Serious Red Hat Linux Bug Affects Haswell-based Servers
A recent post by Gil Tene raises the importance of an important, little known patch to Linux kernels that should be reviewed by all users and administrators of Linux systems, especially those who utilize Haswell processors. Tene reports that in particular users of Red Hat-based distributions (including CentOS 6.6 and Scientific Linux 6.6) should apply the patch as soon as possible. Even if your instance of Linux is running in a VM, that VM is most likely hosted on a Haswell machine if is on the popular cloud providers (Azure / Amazon /etc) and would benefit from the patch.
Tene describes the flaw as follows:
“The impact of this kernel bug is very simple: user processes can deadlock and hang in seemingly impossible situations. A futex wait call (and anything using a futex wait) can stay blocked forever, even though it had been properly woken up by someone. Thread.park() in Java may stay parked. Etc. If you are lucky you may also find soft lockup messages in your dmesg logs. If you are not that lucky (like us, for example), you'll spend a couple of months of someone's time trying to find the fault in your code, when there is nothing there to find.”

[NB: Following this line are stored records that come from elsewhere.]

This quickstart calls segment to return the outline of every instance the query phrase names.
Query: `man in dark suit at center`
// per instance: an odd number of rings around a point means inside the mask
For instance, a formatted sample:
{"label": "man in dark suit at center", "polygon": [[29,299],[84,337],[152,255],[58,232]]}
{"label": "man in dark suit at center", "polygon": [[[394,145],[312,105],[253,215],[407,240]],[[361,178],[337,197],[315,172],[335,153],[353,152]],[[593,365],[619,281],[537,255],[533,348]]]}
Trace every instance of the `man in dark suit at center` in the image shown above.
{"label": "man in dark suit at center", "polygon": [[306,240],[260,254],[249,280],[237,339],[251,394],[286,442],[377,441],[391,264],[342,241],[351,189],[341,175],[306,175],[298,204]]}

Tene goes on to explain how the flawed code performed (boils down to a switch block missing a default case). The big reason for the problem today is that while the code in question was fixed in January 2014, the flaw was backported into the Red Hat 6.6 family around October 2014. Other systems including (SLES, Ubuntu, Debian, etc) are also probably affected.
The fix for those systems is only now being distributed and it could be overlooked. Red Hat users should look for RHEL 6.6.z or newer. A key point made by Tene is that the fix has been unevenly distributed as different distributions make specific choices on what goes into their kernel.

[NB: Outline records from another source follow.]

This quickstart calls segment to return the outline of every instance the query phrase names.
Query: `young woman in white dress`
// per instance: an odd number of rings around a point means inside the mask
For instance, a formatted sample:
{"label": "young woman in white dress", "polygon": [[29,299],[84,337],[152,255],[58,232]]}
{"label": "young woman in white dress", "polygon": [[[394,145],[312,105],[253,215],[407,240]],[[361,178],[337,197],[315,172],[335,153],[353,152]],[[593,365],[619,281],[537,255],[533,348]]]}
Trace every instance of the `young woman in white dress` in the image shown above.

For example, RHEL 7.1 “The upstream 3.10 didn't have the bug. But RHEL 7's version is different from the pure upstream version. Unfortunately, RHEL 7.1 (much like RHEL 6.6) backported the change that included the bug… I expect that some other distros may have also done the same.”

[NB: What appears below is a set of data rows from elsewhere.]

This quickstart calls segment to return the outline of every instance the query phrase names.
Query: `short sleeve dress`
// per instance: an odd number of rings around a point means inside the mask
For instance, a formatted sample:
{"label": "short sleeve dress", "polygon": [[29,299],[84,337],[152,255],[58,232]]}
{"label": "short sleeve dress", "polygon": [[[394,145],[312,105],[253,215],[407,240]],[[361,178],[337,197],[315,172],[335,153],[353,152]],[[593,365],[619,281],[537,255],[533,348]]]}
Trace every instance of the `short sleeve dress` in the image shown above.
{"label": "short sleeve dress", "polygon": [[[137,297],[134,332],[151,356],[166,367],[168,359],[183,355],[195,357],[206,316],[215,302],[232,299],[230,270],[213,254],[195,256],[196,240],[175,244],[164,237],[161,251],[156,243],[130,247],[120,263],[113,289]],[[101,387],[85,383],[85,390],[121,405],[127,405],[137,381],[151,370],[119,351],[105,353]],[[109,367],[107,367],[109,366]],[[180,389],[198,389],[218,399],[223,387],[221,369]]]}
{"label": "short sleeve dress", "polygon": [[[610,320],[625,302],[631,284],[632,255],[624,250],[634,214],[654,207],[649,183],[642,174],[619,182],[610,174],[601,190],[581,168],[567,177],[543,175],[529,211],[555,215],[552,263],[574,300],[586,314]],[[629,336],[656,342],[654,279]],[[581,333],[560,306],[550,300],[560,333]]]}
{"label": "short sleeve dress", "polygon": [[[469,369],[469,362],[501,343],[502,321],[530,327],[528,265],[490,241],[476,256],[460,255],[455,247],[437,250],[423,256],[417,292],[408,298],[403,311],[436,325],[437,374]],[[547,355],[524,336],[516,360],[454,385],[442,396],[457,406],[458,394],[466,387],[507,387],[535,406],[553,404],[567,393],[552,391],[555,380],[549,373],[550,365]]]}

For RHEL based distributions, Tene produced a quick table for reference (emphasis in the original):
RHEL 6 (and CentOS 6, and SL 6): 6.0-6.5 are good. 6.6 is BAD. 6.6.z is good.
RHEL 7 (and CentOS 7, and SL 7): 7.1 is BAD. As of yesterday. there does not yet appear to be a 7.x fix. [May 13, 2015]
RHEL 5 (and CentOS 5, and SL 5): All versions are good (including 5.11).
A conversation about this discovery at Hacker News saw some disputing the amount of affected systems, but it provides some context for checking whether or not your system may need a patch.